Step 3 – Day-to-day delivery detail: Staff created a weekly picture menu, offered meal choices earlier in the day and used a confirmation card once the decision was made.

Step 4 – Restriction reduction: Staff stopped choosing the meal and supported the person to make a clear, recorded decision.

Step 5 – How effectiveness was evidenced: Meal changes reduced, evening routines became calmer and the person showed greater satisfaction with meals. The provider evidenced that better communication restored choice.

Systems, Workforce and Consistency

Choice support must be consistent. If one worker offers accessible options and another makes decisions to save time, the person experiences inconsistent control.

Supervision should review whether staff understand supported decision-making, communication needs and proportionate risk.
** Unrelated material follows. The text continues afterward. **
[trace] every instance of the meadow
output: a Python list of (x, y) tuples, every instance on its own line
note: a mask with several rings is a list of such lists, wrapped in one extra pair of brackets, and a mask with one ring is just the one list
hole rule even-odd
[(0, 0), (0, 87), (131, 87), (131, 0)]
Handovers should record choices offered, choices made, barriers encountered and any restriction applied. Strong services demonstrate that choice is protected through daily practice, not only written values.

Operational Example 3: Increasing Choice Around Personal Spending

Step 1 – Context: A person’s small purchases were usually selected by staff because previous shop visits led to impulsive buying and later distress.

Step 2 – Support approach: Review showed the person could choose safely when options were limited and budget information was clear.

Step 3 – Day-to-day delivery detail: Staff introduced a spending card, two-shop choices, a visual budget and a short review after each purchase.

Step 4 – Restriction reduction: Staff moved from selecting items to supporting the person to choose within a clear budget.

Step 5 – How effectiveness was evidenced: Purchase-related distress reduced, the person stayed within budget and staff recorded increased independent decision-making. The provider evidenced that structured choice reduced financial control.

Governance and Evidence

Governance should show how choice restrictions are identified, reviewed and reduced. Providers should be able to evidence PBS plans, communication profiles, decision records, capacity documentation where relevant, restriction register entries, incident analysis, supervision notes and feedback from the person.

Strong governance creates a clear line of sight from behaviour or risk to choice restriction, from restriction to support adjustment, and from adjustment to outcome. Providers should be able to evidence that choice is not removed because it is time-consuming, but supported through proportionate planning.

Commissioner and CQC Expectations

Commissioners expect providers to promote independence, autonomy and meaningful daily lives. They need assurance that people are supported to make choices wherever possible, even where decisions require structure or risk management.

CQC will expect care to be person-centred, respectful, responsive and least restrictive. Inspectors may review whether people make daily decisions, whether staff understand communication needs and whether restrictions are justified. Strong services demonstrate that choice is evidenced in practice, not just described in care plans.

Common Pitfalls

  • Reducing choices because decision-making takes time.
  • Offering too many options and then treating distress as refusal.
  • Using staff preference to decide what is reasonable.
  • Failing to adapt communication before restricting choice.
  • Leaving choice restrictions out of PBS review.
  • Measuring success by speed rather than autonomy and satisfaction.

Conclusion

Restrictive practice reduction through reviewing choice restrictions helps PBS services protect autonomy in everyday life. Choice should be supported carefully, not removed because it is complex.

Strong providers evidence how decisions are made accessible, how risks are managed and how people gain more control over daily routines. This gives commissioners and CQC confidence that PBS is reducing restriction in practical, meaningful and person-centred ways.